Monday, June 14, 2010

Yin Yang

Wondering what Yin Yang means anyways?

Yin Yang (in the West it's referred to as Yin and Yang) defined:

Yin-Yang. Yin corresponds to darkness, coldness, dampness and Earth; yang to light, warmth, dryness and Heaven. They are in constant conflict, but neither force can ever completely vanquish the other.

The two opposite energies in Chinese thought, from whose interaction and fluctuation the universe and its diverse forms emerge. They are the polar extremes of the unbounded Tao of the supreme and ultimate source (t'ai-chi) and from their intermingling arise the five elements (wu-hsing), which give rise to the myriad of forms, and to history and time. The yin-yang symbol expresses this interaction, the with the two spots (white in the dark, dark in the white) indicating that each of the two contains the seed of the other and is about to produce the replication of its opposite in interaction. All oppositions can be mapped onto yin and yang, yin representing e.g. the feminine, yielding, receptive, moon, water, clouds, even numbers, and the yang the masculine, hard, active, red, the sun, and odd numbers.

Two principles in Chinese philosophy and religion: yin represents a dark, negative, feminine figure, and yang symbolizes a positive, light, masculine figure. Together they are believed to influence the destinies of other people and things. Also, some refer to the dark segment as the autumnal equinox, the light section as the vernal equinox, the dark dot as the summer solstice, and the light dot as the winter solstice, thus representing the entire celestial phenomenon of seasons and the cycle of the sun. 

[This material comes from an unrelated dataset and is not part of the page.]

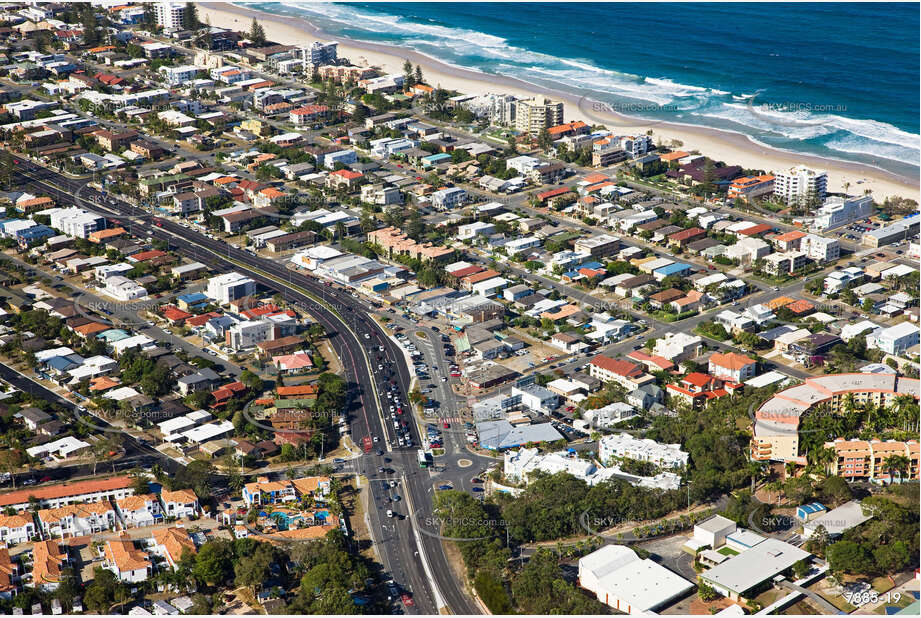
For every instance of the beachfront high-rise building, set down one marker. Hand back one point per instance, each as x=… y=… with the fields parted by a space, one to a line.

I'm thinkin about getting a Yin Yang tattoo... anyone like any of the above? Have any ideas?

1 comment:

Anonymous said...

Hi, great artwork and brilliant picture of the two models in a white and black dress!

To the Yin and Yang; they are not really on conflict just as the day and night are not in conflict. The original descriptions goes;
"The ever opposing and Complimenting forces". Originally they were represented by the Dragon and Phoenix symbols and were called Liang-i or Liang-Yi.